Агнес ошеломленно слушала его! Она даже не подозревала, что вопросы родословной так остро задевают Гордона. Саму Агнес это совершенно не волновало; впрочем, возможно, в ней говорила снисходительность потомственной аристократки, ведь ей не пришлось, в отличие от Гордона, пройти путь от нищеты к вершинам богатства.
Гордон, нахмурившись, посмотрел на нее.
— Что-то я разговорился! — сказал он с легкой досадой. — В конце концов, я пришел сюда не за этим. Вот! — И, вынув из кармана обтянутую бархатом квадратную коробочку, протянул ее Агнес.
Девушка попыталась открыть ее дрожащими от волнения пальцами и чуть не уронила на пол. Гордон процедил сквозь зубы тихое ругательство, отобрал коробочку и сам открыл ее.
У Агнес перехватило дыхание. Она предполагала, что он подарит ей дорогое, но скромное кольцо с неизбежным для такого случая бриллиантом, вроде того, что он сам носил на правой руке, но действительность обманула ее ожидания.
В коробочке лежало, мерцая на свету, массивное кольцо литого червонного золота с большим сапфиром в центре, обрамленным сверкающими, как морская рябь на солнце, бриллиантами.
Агнес недоверчиво оглянулась на Гордона.
— Это — мне?
— Да, — подтвердил он с легким самодовольством в голосе. — Узнаешь?
— Откуда? — удивилась она.
— И ты меня спрашиваешь об этом? Кто из нас двоих Рокуэлл, ты или я? — И, видя, что она по-прежнему ничего не понимает, он сказал: — Пойдем!

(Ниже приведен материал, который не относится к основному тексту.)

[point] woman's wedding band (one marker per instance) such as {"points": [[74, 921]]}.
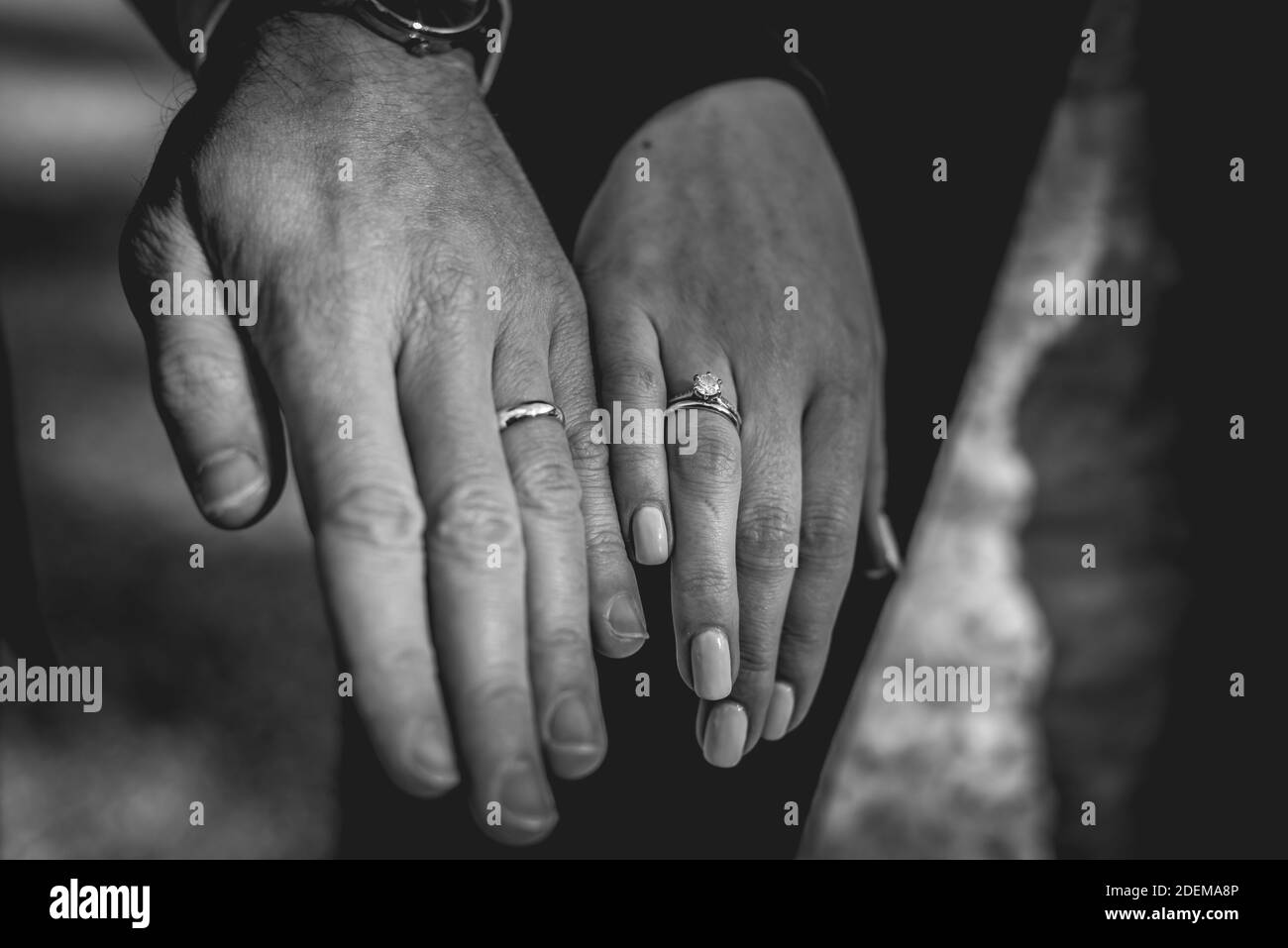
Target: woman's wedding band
{"points": [[527, 410], [706, 394]]}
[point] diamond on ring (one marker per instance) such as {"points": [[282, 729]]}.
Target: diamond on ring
{"points": [[706, 385]]}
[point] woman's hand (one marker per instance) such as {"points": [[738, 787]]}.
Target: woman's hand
{"points": [[408, 285], [698, 269]]}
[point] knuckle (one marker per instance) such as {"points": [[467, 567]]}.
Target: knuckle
{"points": [[704, 582], [765, 528], [588, 456], [565, 648], [189, 378], [631, 378], [804, 651], [475, 511], [377, 514], [716, 462], [603, 540], [828, 535], [548, 484], [758, 660], [498, 691]]}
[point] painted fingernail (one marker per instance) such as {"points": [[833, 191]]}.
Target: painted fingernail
{"points": [[571, 725], [625, 618], [782, 702], [228, 479], [434, 760], [524, 797], [726, 734], [712, 670], [885, 550], [648, 532]]}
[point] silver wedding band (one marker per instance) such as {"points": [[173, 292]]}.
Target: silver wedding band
{"points": [[527, 410], [706, 394]]}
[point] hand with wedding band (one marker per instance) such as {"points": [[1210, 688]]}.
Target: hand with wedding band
{"points": [[687, 278], [423, 300]]}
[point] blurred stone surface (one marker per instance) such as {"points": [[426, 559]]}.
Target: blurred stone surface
{"points": [[1044, 454]]}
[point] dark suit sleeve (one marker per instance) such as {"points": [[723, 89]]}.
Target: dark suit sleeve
{"points": [[580, 76]]}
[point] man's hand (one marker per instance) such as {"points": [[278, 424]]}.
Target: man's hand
{"points": [[691, 272], [415, 296]]}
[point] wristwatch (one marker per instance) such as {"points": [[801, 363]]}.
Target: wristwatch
{"points": [[423, 27]]}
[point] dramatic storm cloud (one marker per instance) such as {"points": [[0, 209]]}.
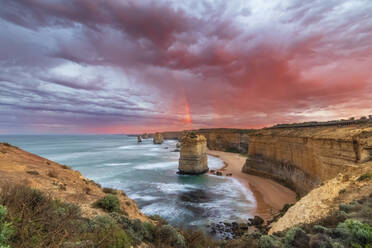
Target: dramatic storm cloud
{"points": [[114, 66]]}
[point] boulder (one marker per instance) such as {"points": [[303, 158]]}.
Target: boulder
{"points": [[193, 154], [256, 221], [158, 138]]}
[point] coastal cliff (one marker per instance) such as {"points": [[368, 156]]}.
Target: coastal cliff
{"points": [[18, 167], [303, 158], [219, 139]]}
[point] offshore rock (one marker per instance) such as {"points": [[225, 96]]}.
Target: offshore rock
{"points": [[193, 155], [158, 138]]}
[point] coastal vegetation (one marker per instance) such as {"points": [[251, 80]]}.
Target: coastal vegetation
{"points": [[30, 218]]}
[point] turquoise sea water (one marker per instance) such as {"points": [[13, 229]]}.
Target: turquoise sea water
{"points": [[147, 173]]}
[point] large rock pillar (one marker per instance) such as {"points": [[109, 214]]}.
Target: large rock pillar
{"points": [[193, 154], [158, 138]]}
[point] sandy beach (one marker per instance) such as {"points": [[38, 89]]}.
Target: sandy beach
{"points": [[270, 196]]}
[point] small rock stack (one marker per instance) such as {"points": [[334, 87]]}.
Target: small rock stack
{"points": [[158, 138], [193, 154]]}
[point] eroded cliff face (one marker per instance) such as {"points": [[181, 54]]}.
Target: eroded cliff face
{"points": [[59, 181], [303, 158]]}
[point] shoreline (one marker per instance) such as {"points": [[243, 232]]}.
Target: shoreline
{"points": [[270, 196]]}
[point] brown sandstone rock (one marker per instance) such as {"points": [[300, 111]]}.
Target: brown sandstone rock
{"points": [[158, 138], [303, 158], [193, 154]]}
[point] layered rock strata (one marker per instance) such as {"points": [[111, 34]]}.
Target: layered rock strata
{"points": [[303, 158], [193, 154], [158, 138], [220, 139]]}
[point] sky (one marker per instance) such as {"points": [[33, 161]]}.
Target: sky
{"points": [[110, 66]]}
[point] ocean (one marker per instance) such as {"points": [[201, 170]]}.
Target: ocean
{"points": [[147, 174]]}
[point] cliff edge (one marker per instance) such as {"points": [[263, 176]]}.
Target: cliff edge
{"points": [[303, 158], [59, 181]]}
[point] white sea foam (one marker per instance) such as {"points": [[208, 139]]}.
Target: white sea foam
{"points": [[151, 166], [143, 197], [116, 164], [169, 210], [169, 188]]}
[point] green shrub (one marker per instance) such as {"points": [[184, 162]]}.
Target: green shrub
{"points": [[38, 220], [6, 228], [197, 238], [158, 219], [320, 229], [267, 241], [109, 203], [168, 235], [366, 176], [233, 150], [296, 237], [361, 234], [105, 232], [110, 191], [320, 241]]}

Гордон провел ее из библиотеки в большую столовую, которой на памяти Агнес пользовались всего два-три раза. Они остановились у нетопленого камина, над которым висел портрет графини Шарлотты Стерн, в девичестве — Блэкстоун, единственной в роду Рокуэллов женщины, ввязавшейся в большую политику.
Судьба графини была достойна романа. В шестнадцать лет ее, единственную дочь бедного дворянина, выдали замуж за северо-английского табачного магната Стерна, который был старше отца Шарлотты и умер через полгода после свадьбы, оставив юной жене немыслимое состояние.

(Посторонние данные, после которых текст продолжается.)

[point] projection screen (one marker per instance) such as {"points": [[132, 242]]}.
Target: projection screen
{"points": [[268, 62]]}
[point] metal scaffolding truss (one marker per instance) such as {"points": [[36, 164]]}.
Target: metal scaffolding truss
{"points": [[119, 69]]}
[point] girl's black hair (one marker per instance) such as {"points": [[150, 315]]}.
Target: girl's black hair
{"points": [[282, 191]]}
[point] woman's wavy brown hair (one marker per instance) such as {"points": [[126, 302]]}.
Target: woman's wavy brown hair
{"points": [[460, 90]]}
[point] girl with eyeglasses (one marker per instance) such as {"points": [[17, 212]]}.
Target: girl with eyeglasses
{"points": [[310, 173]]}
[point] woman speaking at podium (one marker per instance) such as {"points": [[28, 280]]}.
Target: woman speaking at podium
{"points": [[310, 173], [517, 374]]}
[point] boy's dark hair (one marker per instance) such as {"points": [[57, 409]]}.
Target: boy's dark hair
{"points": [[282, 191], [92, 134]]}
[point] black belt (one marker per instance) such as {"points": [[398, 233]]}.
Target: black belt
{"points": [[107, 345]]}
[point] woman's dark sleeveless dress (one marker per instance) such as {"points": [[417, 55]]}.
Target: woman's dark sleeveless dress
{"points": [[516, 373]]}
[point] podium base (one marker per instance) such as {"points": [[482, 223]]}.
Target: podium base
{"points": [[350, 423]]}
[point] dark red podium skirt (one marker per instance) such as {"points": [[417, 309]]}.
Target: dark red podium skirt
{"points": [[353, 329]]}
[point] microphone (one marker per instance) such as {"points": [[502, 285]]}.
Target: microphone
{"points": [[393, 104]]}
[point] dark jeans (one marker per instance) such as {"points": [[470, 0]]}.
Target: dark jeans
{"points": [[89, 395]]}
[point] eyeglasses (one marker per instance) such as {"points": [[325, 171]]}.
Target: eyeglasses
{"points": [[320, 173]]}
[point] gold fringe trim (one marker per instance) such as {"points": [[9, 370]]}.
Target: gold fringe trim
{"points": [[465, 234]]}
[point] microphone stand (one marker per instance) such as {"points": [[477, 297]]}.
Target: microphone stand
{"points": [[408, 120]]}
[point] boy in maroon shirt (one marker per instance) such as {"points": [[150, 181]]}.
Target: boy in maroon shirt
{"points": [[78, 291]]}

Оставшись одна, Шарлотта ощутила вкус к политике и стала одной из самых активных участниц мятежа 1745 года. К сожалению, в борьбе между принцем Чарли Славным и Георгом II Ганноверским она встала не на ту сторону — поддержала принца, и не только тайно, деньгами и людьми, но и публично, в салонах Лондона, где оповестила о своем отношении к Георгу, узурпировавшему английский престол.
После того как мятеж был подавлен и Чарли Славный бежал, король приказал арестовать молодую вдову. Земли ее были описаны в пользу короны, конфискованные богатства пополнили казну короля, а сама Шарлотта томилась в одной из королевских тюрем, ожидая суда, который без сомнения приговорил бы ее к смерти, если бы в дело не вмешался сэр Джеймс Рокуэлл.